Он пришел домой, уверенный, что Эры нет, и ее не было. Он уже ненавидел ее, его трясло от ненависти; ему виделось, как он ударит ее, свалит, затопчет ногами, и он приходил в ужас от желания, которое не в силах был задушить. Он долго шагал по комнате, силясь понять, из какого тайника души выплеснулось это звериное, где оно таилось, незамеченное, годы и годы. Потом лег на диван; и когда прошла дрожь, почувствовал себя разбитым, опустошенным и несчастным. Спрашивал себя, что же произошло, и отвечал, что ничего ведь не произоп1ло, но это не помогало. Видимо, произошло что-то, чего он не мог понять.
Эра вернулась в половине первого. Он не поднялся встретить ее, потому что не хотелось подниматься, двигаться, говорить. Ничего не хотелось. Он равнодушно слушал, как она снимает в прихожей пальто, как
переодела туфли, как щелкнула застежкой сумки.
Потом скрипнула дверь. Она тихо подошла и села рядом.
- Ты злишься? - спросила она,
- Нет, - сказал он.
- Я проводила Володю в Ленинград.
Он посмотрел на ее похудевшее и как бы постаревшее лицо. Поразило незнакомое выражение глаз. Этого лица он не видел прежде. Он взял ее за руку, спросил:
- Тебе худо?
- Нет, - ответила она. - Я боялась, что ты разозлишься.
- Это было бы скверно, - сказал он и некрепко сжал холодную руку. Знала бы она, что с ним творилось!..
- Я почувствовала по голосу, как жестоко звать его сюда, - сказала Эра. - Он очень переменился. Я пришла и села. Мы почти не разговаривали. Было тоскливо, как на похоронах, и очень жаль его.
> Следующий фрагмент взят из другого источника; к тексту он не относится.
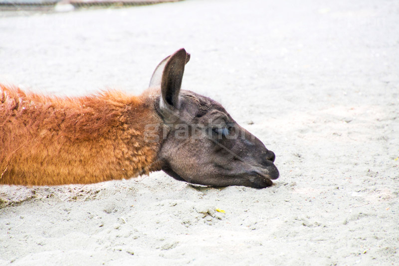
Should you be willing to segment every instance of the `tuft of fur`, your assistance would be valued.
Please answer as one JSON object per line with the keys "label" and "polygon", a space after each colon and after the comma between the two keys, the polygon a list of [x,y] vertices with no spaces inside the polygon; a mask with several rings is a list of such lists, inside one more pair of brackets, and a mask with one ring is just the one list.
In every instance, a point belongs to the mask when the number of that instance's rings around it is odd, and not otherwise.
{"label": "tuft of fur", "polygon": [[81,97],[26,93],[0,84],[0,184],[56,185],[129,178],[160,170],[159,124],[145,93]]}

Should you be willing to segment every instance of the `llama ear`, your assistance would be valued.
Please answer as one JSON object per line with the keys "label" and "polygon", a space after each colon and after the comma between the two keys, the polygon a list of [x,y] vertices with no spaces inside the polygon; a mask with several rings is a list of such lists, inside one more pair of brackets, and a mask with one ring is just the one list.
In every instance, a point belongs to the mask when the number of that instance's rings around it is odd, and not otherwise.
{"label": "llama ear", "polygon": [[[184,49],[181,49],[179,51],[180,51],[181,50],[184,50]],[[175,54],[177,53],[179,51],[177,51]],[[155,70],[154,70],[153,75],[151,77],[151,79],[150,81],[150,85],[149,86],[149,88],[161,86],[161,83],[162,81],[162,75],[164,73],[164,69],[165,69],[165,65],[166,65],[166,63],[169,60],[171,57],[172,57],[173,55],[174,55],[175,54],[169,55],[164,60],[161,61],[159,64],[158,64],[158,65],[157,66]],[[186,63],[187,64],[190,60],[190,54],[189,53],[186,53]]]}
{"label": "llama ear", "polygon": [[[161,111],[166,109],[172,111],[179,109],[179,94],[183,78],[184,67],[189,60],[190,54],[182,48],[160,64],[160,65],[165,64],[161,80],[161,95],[159,106]],[[157,70],[156,72],[158,72]],[[162,112],[164,114],[167,113]]]}

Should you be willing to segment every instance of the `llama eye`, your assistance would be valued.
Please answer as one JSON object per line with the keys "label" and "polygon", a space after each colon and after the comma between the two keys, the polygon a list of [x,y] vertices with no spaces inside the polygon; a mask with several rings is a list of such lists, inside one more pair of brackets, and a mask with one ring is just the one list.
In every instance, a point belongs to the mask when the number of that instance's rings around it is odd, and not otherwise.
{"label": "llama eye", "polygon": [[222,136],[227,136],[228,135],[228,129],[225,127],[213,127],[212,128],[212,131],[215,134]]}

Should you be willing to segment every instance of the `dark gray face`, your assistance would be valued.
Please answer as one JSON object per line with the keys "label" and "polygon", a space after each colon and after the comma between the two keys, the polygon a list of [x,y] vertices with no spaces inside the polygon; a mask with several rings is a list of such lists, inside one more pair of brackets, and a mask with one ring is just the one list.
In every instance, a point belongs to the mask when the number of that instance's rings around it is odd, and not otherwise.
{"label": "dark gray face", "polygon": [[191,183],[271,186],[271,179],[279,176],[273,152],[238,125],[218,103],[180,91],[189,58],[181,49],[159,65],[163,71],[161,95],[156,105],[168,128],[159,154],[163,158],[162,170]]}
{"label": "dark gray face", "polygon": [[179,117],[160,152],[163,170],[175,178],[215,186],[264,188],[278,177],[275,156],[219,103],[181,92]]}

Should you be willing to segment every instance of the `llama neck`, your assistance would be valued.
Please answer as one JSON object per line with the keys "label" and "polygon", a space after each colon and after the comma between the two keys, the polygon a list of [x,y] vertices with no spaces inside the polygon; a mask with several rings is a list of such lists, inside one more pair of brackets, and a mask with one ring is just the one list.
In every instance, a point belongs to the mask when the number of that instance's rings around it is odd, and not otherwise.
{"label": "llama neck", "polygon": [[160,170],[161,143],[145,134],[161,122],[148,97],[50,98],[1,88],[0,184],[87,184]]}

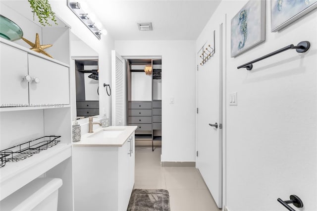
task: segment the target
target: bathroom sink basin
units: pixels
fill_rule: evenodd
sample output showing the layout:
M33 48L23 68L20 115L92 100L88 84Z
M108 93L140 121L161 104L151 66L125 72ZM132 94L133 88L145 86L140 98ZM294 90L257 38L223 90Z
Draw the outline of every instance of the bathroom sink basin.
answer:
M104 129L104 130L94 132L88 136L88 138L97 139L116 138L119 136L124 130L124 129Z

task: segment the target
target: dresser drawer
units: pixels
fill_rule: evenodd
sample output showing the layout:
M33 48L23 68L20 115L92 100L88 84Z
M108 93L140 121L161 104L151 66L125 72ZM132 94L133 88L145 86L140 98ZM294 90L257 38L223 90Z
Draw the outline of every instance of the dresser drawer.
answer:
M152 123L151 116L129 116L129 123Z
M162 123L153 123L153 130L161 130Z
M160 108L161 107L162 107L161 101L153 101L153 108Z
M152 130L152 124L129 124L129 125L131 126L137 126L138 128L136 130L142 131L151 131Z
M129 102L129 109L151 109L152 102L150 101L132 101Z
M153 115L153 122L161 122L162 116L160 115Z
M129 109L129 116L147 116L152 115L152 110L151 109Z
M99 115L99 109L77 109L77 116Z
M153 108L153 115L162 115L162 109Z
M77 101L77 108L99 108L99 101Z

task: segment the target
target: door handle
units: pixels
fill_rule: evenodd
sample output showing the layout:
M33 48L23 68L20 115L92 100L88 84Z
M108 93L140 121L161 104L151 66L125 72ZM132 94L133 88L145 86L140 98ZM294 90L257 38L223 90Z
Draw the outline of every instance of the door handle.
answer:
M130 152L129 153L128 153L128 155L130 155L130 157L131 156L131 154L132 154L132 153L131 151L131 139L129 139L129 141L128 141L128 142L130 143L130 149L129 150L129 152Z
M290 195L289 198L290 200L283 201L279 198L277 199L277 201L290 211L295 211L295 210L290 207L288 204L293 204L293 205L297 208L302 208L304 207L303 202L302 202L301 199L296 195Z
M218 128L218 124L217 124L217 122L215 123L214 124L209 123L209 124L210 126L211 126L211 127L214 127L216 128Z

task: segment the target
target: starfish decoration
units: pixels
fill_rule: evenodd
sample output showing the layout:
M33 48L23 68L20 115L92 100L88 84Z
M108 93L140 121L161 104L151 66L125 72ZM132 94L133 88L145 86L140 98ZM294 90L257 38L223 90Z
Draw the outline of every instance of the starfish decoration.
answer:
M41 53L44 54L44 55L47 55L49 57L53 58L53 57L50 55L49 53L46 53L44 49L47 49L48 48L51 47L53 45L52 44L48 44L48 45L40 45L40 37L39 37L39 34L36 33L36 36L35 37L35 43L33 43L32 42L29 41L28 40L24 38L22 38L22 39L26 43L29 44L30 46L31 46L32 48L30 48L31 50L34 51L35 52Z

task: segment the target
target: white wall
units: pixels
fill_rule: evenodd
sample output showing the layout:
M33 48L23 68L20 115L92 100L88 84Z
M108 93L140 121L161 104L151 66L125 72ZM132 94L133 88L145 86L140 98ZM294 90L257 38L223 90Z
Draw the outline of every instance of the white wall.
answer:
M225 97L228 102L228 94L237 92L238 106L225 106L224 204L230 211L286 210L277 199L295 194L304 204L300 210L316 211L317 10L271 33L266 1L265 42L231 58L230 20L247 1L222 1L196 44L198 50L212 37L226 13ZM254 64L250 71L237 69L306 40L311 44L306 53L289 50Z
M162 56L162 161L194 161L195 41L116 41L123 56ZM169 103L174 98L175 103Z
M111 85L111 51L114 49L113 39L110 35L107 34L102 35L101 40L98 40L68 8L66 0L50 0L50 3L56 14L71 26L71 32L98 53L100 70L100 113L103 113L103 108L105 107L107 116L111 118L111 96L107 96L103 84ZM75 89L74 82L71 84L71 89Z
M152 75L142 72L131 73L131 99L132 101L152 100Z

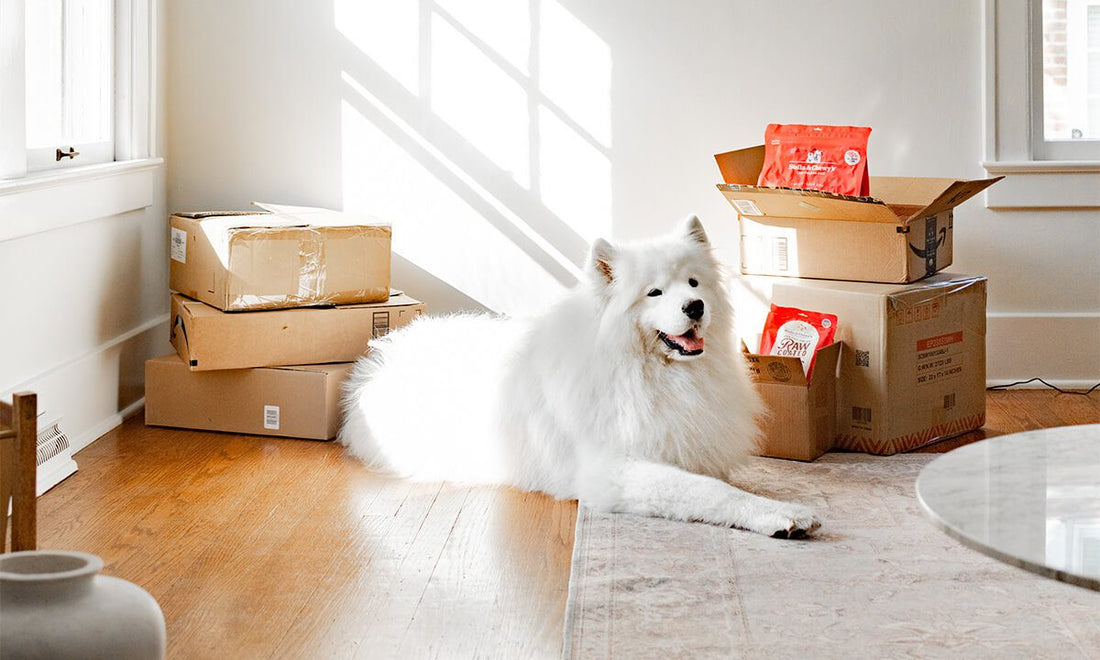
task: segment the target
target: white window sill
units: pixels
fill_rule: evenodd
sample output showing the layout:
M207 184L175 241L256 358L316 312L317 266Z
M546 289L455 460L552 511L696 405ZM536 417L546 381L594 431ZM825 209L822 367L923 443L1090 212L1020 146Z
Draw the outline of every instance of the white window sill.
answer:
M141 158L0 180L0 241L148 207L163 165Z
M1100 162L998 161L981 164L1004 180L986 190L990 209L1100 208Z

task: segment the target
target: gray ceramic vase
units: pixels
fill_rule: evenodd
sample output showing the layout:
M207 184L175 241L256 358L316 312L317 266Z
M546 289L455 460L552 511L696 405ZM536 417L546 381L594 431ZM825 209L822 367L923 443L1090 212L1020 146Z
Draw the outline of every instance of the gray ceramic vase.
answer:
M100 575L95 554L0 554L0 656L164 658L164 615L142 587Z

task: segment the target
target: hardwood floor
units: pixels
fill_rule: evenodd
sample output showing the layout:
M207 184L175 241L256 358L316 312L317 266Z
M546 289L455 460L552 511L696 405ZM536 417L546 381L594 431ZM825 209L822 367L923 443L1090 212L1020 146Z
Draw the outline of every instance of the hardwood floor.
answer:
M988 395L986 437L1100 422L1100 392ZM103 558L170 658L558 657L575 503L372 474L334 443L127 420L38 501L38 546Z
- Он сидел у твоих ног? - сказал Овцын.
- Да, - сказала она, помедлив. - И было такое ощущение, будто мы давно знаем друг друга, и часто встречаемся, и это не встреча, а прощание. Ты прости меня за то, что я все это рассказываю. Потом мы пошли в кино. С тобой я не пошла, а с ним не могла не пойти. Мы сели в такси и поехали на вокзал, но не сразу, а долго кружили по Москве. Но время шло медленно. Оно почти остановилось. Говорить нам было не о чем. На вокзале мы зашли в ресторан. Он бледнел от вина и молчал. Не понимаю почему, но я чувствовала себя виноватой. Какая-то абстрактная вина, которая родилась вместе со мной. И ничем ее не искупить, так она и будет во мне до могилы...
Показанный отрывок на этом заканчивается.